Map/Reduce scripting in NetSuite enables the efficient processing of large data sets by dividing tasks into manageable stages. Below is an explanation of key terms and concepts related to Map/Reduce scripts.
Buffer Size
The buffer size is an option on the script deployment record that determines the number of key-value pairs a map or reduce job can process before saving progress to the database. As a best practice, this value is typically set to 1.
Deployment Instance
A deployment instance is a task created to process a script deployment. When a deployment is submitted for processing, a deployment instance is generated. Only one unfinished instance of a specific script deployment can exist at any time.
exitOnError
This configuration option dictates the behavior of a script when an uncaught error occurs during a map or reduce function. If set to true, and retries are exhausted, the script exits the current stage and proceeds to the summarize stage.
Function Invocation
A function invocation refers to the execution of a function. In Map/Reduce scripts, functions like getInputData and summarize are invoked once, whereas map and reduce functions may be invoked multiple times, depending on the input data.
getInputData
This is the initial stage of a Map/Reduce script. In this stage, the script returns an object that can be transformed into key-value pairs. The getInputData entry point identifies the function executed during this stage.
Governance
Governance refers to the system of rules regulating resource usage in NetSuite. Each script type, including Map/Reduce, has specific governance limits.
Hard Limit
A hard limit is a governance restriction that, if violated, causes the current function invocation to terminate. Adhering to best practices helps avoid these interruptions.
Job
A job represents a unit of execution managed by SuiteCloud Processors. Map/Reduce scripts are processed through multiple jobs, with at least one job per stage.
Map Stage
The second stage of a Map/Reduce script, where data from the getInputData stage is processed. While optional, either a map or reduce function must be used in a script.
Map/Reduce
A computing paradigm used for processing large data sets. In NetSuite, it serves as the foundation for the Map/Reduce script type.
Map/Reduce Script Type
A SuiteScript 2.x script type that uses the Map/Reduce paradigm to divide large-scale processing into smaller tasks.
Parallel Stage
A stage, such as map or reduce, that can be processed simultaneously by multiple jobs. This is in contrast to serial stages, which are handled by a single job.
Priority
The priority of a job determines the order in which it is processed.
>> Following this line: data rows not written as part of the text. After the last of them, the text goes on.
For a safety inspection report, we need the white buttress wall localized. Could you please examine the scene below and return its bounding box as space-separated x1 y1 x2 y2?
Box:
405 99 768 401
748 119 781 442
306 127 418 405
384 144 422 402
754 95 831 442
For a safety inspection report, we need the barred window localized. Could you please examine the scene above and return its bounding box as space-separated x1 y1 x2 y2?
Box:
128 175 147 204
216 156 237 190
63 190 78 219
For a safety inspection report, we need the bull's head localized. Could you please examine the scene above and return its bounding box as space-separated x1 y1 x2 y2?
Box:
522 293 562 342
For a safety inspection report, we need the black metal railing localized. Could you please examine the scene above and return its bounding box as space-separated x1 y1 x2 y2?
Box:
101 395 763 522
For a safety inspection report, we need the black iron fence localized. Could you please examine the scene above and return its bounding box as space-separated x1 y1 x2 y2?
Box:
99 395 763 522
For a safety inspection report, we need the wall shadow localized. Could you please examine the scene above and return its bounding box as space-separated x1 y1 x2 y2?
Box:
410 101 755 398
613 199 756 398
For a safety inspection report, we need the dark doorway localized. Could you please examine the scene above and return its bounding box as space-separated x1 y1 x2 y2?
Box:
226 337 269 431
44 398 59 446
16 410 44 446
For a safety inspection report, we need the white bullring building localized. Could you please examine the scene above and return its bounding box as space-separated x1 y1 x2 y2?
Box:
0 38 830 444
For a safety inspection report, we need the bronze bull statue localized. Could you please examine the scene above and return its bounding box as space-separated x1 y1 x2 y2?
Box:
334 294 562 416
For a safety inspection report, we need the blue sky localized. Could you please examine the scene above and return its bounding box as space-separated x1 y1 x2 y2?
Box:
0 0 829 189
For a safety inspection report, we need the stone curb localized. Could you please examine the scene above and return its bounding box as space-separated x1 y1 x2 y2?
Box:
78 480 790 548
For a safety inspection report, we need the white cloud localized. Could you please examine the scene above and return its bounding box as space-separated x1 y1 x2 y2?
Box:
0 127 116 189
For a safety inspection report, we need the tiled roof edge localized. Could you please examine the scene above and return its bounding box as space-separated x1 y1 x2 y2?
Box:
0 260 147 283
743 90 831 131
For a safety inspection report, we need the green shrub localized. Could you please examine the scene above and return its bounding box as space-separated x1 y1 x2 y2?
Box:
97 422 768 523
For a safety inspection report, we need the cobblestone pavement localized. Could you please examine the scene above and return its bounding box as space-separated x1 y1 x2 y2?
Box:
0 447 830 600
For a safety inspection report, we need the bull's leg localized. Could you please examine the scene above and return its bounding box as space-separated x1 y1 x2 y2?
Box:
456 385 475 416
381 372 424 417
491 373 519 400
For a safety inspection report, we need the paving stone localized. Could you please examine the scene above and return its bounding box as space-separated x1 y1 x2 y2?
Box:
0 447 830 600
Priorities can be set in the script deployment record or on the SuiteCloud Processors Priority Settings page.
Processor
A processor is a virtual unit of computing power used by SuiteCloud Processors to execute a job. It is a single thread rather than a physical entity.
Processor Pool
The processor pool represents the total number of processors available to a NetSuite account. The concurrency limit on the script deployment record determines the processors allocated to a specific script.
Reduce Stage
The fourth stage of a Map/Reduce script. A reduce function processes data from the getInputData or map stage. It is invoked once for each unique key in the dataset.
retryCount
This configuration determines whether the system reprocesses map or reduce functions that were interrupted due to errors or server restarts.
Script Deployment
A script deployment defines how a script is executed. It includes configuration settings and must be submitted for processing to run a Map/Reduce script.
Serial Stage
Stages processed entirely by a single job, such as getInputData, shuffle, and summarize. These stages contrast with parallel stages.
Shuffle Stage
The third stage of a Map/Reduce script, responsible for sorting data into unique keys and arrays. This step prepares data for the reduce stage.
Soft Limit
A soft limit is a governance restriction that, if exceeded, causes a job to yield and reschedule. Unlike hard limits, soft limits do not interrupt function invocations.
SuiteCloud Processors
SuiteCloud Processors handle the execution of Map/Reduce and scheduled scripts by managing jobs and resources.
Summarize Stage
The final stage of a Map/Reduce script, used to log or process summary data from the script’s execution.
Task
A task represents the work of a Map/Reduce script deployment. Each task comprises multiple jobs, with at least one job for each script stage.
Yielding
Yielding is the process by which a job automatically pauses after surpassing a soft limit, rescheduling its remaining work for later. This mechanism ensures efficient resource management without interrupting function invocations.